View Model Design And Use In Razor Views

The recommended practice for transferring data to and from views in ASP.NET MVC is to use a View Model. But what is a View Model? How to you design one and how should they be used? This article attempts to provide answers to those questions.

In the olden days of web development, developers used RecordSet objects or more recently DataSets or DataTables as a means to transfer data from the database to a view template. The View template might have been a classic ASP file containing a mix of HTML and server-side code, or a Web Form consisting of databound server controls like a GridView or ListView. Regardless, the data is untyped and working with it usually consists of referring to items by index or by using "magic strings" to reference data container values that borrow from the schema of the database that the data originated from.

The MVC framework introduced the idea of strongly-typed views to ASP.NET, primarily to provide some Intellisense support to working with data in Views, compile-time type checking, remove the need to cast objects to other types in the View and to provide the ability to scaffold Views from the Model that the View derives from. Developers can still pass "untyped" data to Views using the ViewBag (or ViewData) mechanism.

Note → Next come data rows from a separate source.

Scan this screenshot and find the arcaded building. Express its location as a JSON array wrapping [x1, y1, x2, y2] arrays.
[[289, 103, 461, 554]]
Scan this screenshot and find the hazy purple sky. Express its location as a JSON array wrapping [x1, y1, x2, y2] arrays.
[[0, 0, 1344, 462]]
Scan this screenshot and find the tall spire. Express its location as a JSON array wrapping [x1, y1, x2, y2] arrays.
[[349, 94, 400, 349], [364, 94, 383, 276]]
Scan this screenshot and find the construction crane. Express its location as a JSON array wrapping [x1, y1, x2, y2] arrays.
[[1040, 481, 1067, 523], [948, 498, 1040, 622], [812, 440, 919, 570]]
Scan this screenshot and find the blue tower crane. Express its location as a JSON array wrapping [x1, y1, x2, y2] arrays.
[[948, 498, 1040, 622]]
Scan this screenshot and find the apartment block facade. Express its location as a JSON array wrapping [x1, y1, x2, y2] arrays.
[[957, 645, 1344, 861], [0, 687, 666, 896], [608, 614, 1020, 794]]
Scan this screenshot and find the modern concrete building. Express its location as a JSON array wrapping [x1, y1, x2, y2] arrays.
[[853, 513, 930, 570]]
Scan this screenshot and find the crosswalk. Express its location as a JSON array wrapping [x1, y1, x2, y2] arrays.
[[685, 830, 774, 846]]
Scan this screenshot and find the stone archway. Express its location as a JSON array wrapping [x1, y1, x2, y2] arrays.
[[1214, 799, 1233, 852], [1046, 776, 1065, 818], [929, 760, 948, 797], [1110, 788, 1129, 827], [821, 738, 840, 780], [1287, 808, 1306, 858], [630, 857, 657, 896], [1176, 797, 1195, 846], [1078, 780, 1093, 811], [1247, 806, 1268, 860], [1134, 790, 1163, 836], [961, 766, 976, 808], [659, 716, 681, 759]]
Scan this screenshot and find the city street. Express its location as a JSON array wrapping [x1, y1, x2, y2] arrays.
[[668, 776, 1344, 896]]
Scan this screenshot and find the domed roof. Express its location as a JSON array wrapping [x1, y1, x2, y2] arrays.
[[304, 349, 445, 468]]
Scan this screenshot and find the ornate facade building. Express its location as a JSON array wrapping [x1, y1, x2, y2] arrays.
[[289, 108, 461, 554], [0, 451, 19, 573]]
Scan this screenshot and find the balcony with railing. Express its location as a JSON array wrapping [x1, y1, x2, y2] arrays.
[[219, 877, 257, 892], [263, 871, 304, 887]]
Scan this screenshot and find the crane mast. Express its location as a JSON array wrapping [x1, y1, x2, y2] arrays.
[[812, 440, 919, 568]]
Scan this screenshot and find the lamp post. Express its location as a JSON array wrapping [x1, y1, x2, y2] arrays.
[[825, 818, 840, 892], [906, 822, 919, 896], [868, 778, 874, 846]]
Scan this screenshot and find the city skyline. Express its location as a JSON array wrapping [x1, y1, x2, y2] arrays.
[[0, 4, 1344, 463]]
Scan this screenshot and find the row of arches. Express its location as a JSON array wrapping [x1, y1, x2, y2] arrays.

This is the quickest way to throw arbitrary values at a View. In fact, the default MVC 3 templated Home controller shows how to pass the string ""Welcome to ASP.NET MVC!" to the Index View using ViewBag.

Strongly-typed Views feature the @model directive at the top of a Razor ViewEngine file, which specifies the actual type that the View derives from:

@model ViewModelSample.Models.MyModel

This is added automatically when you use the View creation dialogue and select the option to make the View strongly-typed:

The Model class dropdown will become enabled, and will list all classes available to your project. In this particular example, I have added an ADO.NET Entity Data Model derived from the Northwind sample database to the MVC application being used for illustrative purposes. You can see the familiar auto-generated Product, Customer and Category classes in the dropdown list above.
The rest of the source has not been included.